Joshua.Hu | Joshua Rogers' Scribbles

Comparing different versions of AWK with WebAssembly

After releasing SSH-Snake, I quickly received a bug report: when the script ran on Debian Jessie systems, the script wouldn’t function properly due to the awk script which ran at the beginning of the script not being compatible with the system’s awk program. I had extensively tested the script on old Ubuntu servers – so what was going on?

As it turns out, older versions of Debian used mawk for awk – AKA “mawk, Mike Brennan’s AWK”. Ubuntu, however, used “gawk” – GNU AWK. I’d tested my awk script on various versions of gawk and a newer version of mawk, but not the old version of mawk. (There’s lots of different AWK versions. this document and this superuser post details all about that.)

The fix was simple. I hand to change the awk script from if ($0 ~ "^[[:space:]]*" funcs[i]) { to if ($0 ~ "^[ \t]*" funcs[i]) {. [[:space:]] (meaning a space, tab, or newline) isn’t supported in the old version of mawk, so I had to specify a space or tab specifically.


Finally having the time to work on it, I decided to build a dashboard where I can enter an awk script with some data, and compare the results between the versions.

So, awk-compare is born.
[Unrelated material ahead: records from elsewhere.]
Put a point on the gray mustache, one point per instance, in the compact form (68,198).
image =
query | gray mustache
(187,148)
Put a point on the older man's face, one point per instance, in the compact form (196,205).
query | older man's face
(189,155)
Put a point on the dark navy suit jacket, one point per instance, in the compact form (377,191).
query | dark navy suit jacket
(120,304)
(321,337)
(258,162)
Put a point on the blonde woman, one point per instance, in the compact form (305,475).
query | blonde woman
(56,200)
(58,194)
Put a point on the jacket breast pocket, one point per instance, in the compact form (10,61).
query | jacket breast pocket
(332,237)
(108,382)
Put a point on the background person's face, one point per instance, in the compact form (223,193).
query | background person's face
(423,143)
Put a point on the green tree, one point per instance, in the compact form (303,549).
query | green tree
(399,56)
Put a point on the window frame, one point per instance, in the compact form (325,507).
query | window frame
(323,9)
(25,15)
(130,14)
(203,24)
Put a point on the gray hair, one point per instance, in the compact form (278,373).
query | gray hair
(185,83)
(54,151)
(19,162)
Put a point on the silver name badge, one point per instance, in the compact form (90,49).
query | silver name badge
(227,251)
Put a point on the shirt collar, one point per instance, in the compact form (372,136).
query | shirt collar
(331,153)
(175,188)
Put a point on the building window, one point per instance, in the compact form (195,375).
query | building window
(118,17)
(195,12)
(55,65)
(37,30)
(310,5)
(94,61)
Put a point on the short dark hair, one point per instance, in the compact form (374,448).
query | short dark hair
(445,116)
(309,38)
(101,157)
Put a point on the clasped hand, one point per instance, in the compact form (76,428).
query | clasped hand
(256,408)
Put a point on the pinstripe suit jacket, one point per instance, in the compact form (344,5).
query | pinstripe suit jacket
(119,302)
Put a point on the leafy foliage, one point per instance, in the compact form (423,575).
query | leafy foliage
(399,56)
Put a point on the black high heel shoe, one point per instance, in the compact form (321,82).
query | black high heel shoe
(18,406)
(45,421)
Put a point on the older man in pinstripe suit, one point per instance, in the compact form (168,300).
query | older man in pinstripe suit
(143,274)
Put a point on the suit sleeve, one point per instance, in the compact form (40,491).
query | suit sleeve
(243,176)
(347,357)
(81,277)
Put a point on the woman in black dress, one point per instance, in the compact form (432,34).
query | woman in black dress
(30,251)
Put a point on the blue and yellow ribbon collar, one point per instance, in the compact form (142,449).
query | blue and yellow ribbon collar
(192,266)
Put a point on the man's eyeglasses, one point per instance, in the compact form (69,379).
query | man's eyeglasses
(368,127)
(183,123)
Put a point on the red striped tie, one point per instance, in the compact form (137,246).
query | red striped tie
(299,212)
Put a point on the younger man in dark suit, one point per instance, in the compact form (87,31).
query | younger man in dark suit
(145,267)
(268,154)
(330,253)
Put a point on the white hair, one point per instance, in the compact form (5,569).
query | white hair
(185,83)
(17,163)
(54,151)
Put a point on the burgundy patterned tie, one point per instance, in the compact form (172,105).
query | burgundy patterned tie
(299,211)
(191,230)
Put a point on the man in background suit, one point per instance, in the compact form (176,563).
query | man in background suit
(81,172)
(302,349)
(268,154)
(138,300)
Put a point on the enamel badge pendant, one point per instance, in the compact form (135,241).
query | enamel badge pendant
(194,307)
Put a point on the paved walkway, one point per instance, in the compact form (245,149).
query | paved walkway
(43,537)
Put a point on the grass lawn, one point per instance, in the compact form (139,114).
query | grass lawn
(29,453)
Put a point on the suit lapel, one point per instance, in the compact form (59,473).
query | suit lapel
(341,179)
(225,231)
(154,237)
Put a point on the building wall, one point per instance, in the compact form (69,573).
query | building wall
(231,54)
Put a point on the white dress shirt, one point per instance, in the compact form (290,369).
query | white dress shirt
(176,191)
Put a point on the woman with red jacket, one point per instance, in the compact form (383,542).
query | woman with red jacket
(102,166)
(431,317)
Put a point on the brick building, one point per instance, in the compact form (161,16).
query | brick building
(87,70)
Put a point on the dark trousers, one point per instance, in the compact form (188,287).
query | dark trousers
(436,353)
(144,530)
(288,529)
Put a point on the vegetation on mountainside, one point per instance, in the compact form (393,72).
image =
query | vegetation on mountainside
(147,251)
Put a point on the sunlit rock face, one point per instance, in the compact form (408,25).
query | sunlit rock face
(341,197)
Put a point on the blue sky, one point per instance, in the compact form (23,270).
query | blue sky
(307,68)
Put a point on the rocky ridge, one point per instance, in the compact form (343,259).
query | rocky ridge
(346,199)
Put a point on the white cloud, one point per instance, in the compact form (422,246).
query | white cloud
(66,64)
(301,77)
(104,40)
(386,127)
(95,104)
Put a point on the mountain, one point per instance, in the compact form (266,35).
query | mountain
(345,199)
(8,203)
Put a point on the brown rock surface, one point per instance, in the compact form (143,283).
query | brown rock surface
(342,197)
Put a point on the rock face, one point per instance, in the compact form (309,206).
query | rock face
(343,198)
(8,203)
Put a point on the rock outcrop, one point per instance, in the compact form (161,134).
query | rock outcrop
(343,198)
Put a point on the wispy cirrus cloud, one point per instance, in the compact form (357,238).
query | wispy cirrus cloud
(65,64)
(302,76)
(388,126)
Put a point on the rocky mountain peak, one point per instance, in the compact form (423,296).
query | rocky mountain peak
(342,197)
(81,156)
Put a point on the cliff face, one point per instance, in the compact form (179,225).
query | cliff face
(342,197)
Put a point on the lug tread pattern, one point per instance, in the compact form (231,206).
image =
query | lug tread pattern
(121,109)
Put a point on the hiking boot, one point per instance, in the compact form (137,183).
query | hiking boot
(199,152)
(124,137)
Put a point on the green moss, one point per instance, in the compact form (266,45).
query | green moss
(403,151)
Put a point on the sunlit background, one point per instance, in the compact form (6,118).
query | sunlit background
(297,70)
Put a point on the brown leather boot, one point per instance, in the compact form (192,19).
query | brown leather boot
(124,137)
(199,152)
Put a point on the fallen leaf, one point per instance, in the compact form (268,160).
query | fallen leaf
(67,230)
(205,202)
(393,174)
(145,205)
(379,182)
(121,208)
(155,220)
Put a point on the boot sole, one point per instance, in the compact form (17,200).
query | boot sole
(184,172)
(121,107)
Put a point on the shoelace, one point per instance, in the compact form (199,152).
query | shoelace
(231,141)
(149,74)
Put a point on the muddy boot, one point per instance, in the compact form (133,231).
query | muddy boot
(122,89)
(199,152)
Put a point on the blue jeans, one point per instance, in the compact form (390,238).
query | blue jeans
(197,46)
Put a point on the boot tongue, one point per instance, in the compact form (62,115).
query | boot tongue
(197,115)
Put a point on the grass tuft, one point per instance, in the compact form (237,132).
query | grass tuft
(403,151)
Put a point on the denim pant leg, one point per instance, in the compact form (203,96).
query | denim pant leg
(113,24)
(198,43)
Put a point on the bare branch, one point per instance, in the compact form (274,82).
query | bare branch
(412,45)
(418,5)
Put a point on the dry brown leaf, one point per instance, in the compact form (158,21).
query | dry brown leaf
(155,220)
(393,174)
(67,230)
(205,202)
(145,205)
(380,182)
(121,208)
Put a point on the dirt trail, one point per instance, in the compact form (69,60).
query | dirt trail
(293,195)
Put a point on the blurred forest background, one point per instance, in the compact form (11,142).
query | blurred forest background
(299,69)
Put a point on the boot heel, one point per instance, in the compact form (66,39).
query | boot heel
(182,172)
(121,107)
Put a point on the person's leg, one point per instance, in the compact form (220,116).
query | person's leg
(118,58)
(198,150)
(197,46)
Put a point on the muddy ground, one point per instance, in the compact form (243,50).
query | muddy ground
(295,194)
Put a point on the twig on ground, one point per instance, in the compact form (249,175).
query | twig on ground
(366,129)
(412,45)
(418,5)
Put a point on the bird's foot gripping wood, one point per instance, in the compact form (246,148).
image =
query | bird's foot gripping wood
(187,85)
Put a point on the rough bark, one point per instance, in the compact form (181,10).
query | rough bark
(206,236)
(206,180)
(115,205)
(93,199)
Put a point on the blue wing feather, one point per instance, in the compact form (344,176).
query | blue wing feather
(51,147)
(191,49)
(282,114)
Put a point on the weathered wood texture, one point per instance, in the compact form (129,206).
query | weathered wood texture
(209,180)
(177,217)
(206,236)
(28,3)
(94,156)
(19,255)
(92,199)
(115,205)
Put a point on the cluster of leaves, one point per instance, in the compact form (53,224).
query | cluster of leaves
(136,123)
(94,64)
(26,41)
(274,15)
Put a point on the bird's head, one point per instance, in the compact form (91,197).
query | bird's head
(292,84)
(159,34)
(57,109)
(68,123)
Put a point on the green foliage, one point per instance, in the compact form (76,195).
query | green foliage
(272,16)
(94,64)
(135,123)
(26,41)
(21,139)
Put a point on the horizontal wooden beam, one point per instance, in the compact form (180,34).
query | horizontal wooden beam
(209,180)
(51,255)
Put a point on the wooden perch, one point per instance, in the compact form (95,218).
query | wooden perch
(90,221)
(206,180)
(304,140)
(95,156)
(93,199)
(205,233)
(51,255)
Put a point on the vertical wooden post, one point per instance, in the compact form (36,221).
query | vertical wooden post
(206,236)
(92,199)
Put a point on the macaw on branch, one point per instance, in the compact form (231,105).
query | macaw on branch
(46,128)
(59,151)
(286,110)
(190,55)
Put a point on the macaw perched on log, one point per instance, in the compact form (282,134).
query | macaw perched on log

The source is available on Github.

I used emscripten to compile each versions of AWK to WebAssembly which was easy enough. On my FreeBSD machine, I booted up an Ubuntu VM and installed the emsdk and then just built the AWKs as normal. There were some issues with every one except gawk, mostly related to the fact that the building process normally involves building a separate program which is then executed by the build process, in order to generate a new .c file. Anyways with that dealt with, I simply used emcmake which built two files: awk and awk.wasm. The former is a javascript file, and the latter is the WebAssembly bytecode. I renamed awk to awk.js.

emscripten’s emcmake/emcc performs some static analysis and can automatically determine which runtime methods need to be used by the exported wasm and script (e.g. filesystem). So in this case, it automatically determined that we have a main function to be called (AWK’s C main(argc, argv) function, and some FS interaction. YMMV with other programs.

Actually “running” awk was a bit more annoying to work out. The basic JS boils down to the following:

  Module = {
    onRuntimeInitialized: function() {
      if (data)
        FS.writeFile('/data.txt', data);
      if (script)
        FS.writeFile('/script.awk', script);
    },
    'print':  function(text) { console.log(text); },
    'printErr':  function(text) { console.log(text); },
    'arguments': ["-f", "script.awk", "input.txt"],
  };
  var s = document.createElement('script');
  s.setAttribute('src', `awk.js`);
  document.body.appendChild(s);  

The secret here is that the the awk.js file needs to be loaded after the Module object is set. onRuntimeInitialized is run “when compiled code is safe to run, which is after any asynchronous startup operations have completed”. By default, the program (the main() function) is run automatically. To disable that, you can set 'noInitialRun': true, and call Module.callMain(args) (or ccall) when you want to. Just make sure you’re calling these after onRuntimeInitialized() has been called, otherwise some internal state or operations may not be finished/ready yet.


Anyways, the website itself isn’t too fancy. It reminded me that I hate CSS. “The answer to many CSS formatting problems seems to be “add another <div>!”” indeed.. Or this comment.

I added some examples. The most interesting example for me is that \s will match the character s in all versions except for gawk, where it matches a space. Seems like an interesting gotcha.